The formulation Vietnamese FDI attraction policies now need fresh initiatives to avoid lagging behind in the world competition. “You have to look back into your shortcomings yesterday and find out the root cause, then you will see the entire solution,” Thang suggested.
Fast changes in the global economy led by science technology are posing big challenges to FDI attraction which requires thorough analysis to understand the shortcomings in management, policy making, human resources and then prescribe remediable solutions, Thang said.
Driving the FDI forward
For each stage of development, Vietnam adjusts its policy to attract FDI suitable to the situation and the integration pace in the region and the world. The Vietnamese position in the world has changed so the FDI policies have to be changed as well, Thang stressed.
The approach “the more investors, the merrier” needs to be changed in the strategy of attracting foreign capital in Vietnam. “We need to learn to turn down projects which could possibly be detrimental to the environment, or low tech projects,” Thang pointed out.
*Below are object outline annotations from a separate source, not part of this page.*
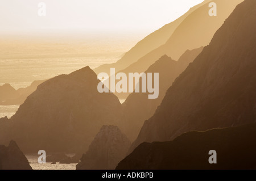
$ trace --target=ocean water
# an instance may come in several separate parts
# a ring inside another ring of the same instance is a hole
[[[0,86],[7,83],[16,90],[34,81],[116,62],[142,37],[133,34],[44,36],[1,37]],[[0,117],[10,117],[18,108],[19,105],[0,106]]]
[[[92,69],[118,60],[142,36],[90,36],[47,38],[1,37],[0,85],[26,87],[34,81],[69,74],[86,66]],[[121,100],[123,102],[124,100]],[[0,117],[11,117],[19,105],[0,106]],[[70,156],[70,155],[69,155]],[[26,155],[35,170],[74,170],[76,164],[39,164],[39,155]]]
[[[75,154],[67,154],[69,157],[72,157]],[[76,170],[77,163],[60,164],[57,162],[56,164],[51,164],[51,162],[46,163],[38,163],[38,159],[39,155],[36,154],[26,154],[30,165],[33,170]],[[47,161],[47,160],[46,160]]]

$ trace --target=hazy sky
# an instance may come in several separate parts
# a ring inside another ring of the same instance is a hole
[[[1,0],[0,31],[152,31],[203,0]],[[46,16],[38,15],[39,2]]]

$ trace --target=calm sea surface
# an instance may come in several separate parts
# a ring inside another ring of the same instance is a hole
[[[0,85],[26,87],[44,80],[89,66],[92,69],[116,62],[141,37],[90,36],[67,39],[9,37],[0,41]],[[123,102],[123,100],[121,100]],[[0,106],[0,117],[13,116],[19,105]]]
The former director of the Foreign Investment Agency added that now Vietnam needs to be more selective in terms of licensing FDI projects, focusing on high-tech and less labor intensive. The new FDI attraction strategy has to take into account the national security, self-development and public employment restructuring.
He stressed that as the Industry 4.0 is so much talked about these days, it is necessary to implement Industry 4.0 with the objectives clearly defined. How to attract foreign investment in Industry 4.0 technologies? How to manage its implementation? These questions need a detailed and suitable plan.
“We must aim at clean and high tech projects, finding consensus on FDI master plan which species areas of priorities to attract FDI. Investment projects should be licensed in accordance with Vietnam’s development targets. What sectors could be operated by Vietnamese businesses should be left to Vietnamese. Only those areas not operable by Vietnamese businesses could be handed to foreign investors,” Thang suggested.
He concluded that FDI investment should not be drawn in at all costs, instead we must give precise instructions to the provinces so as to reduce any negative side of foreign capital. Besides, organization of apparatus and personnel is key to attract foreign capital. Each and every partner must be carefully evaluated. Some investors register huge capital but Vietnam only benefits a tiny part of it. Those investment projects should be discarded.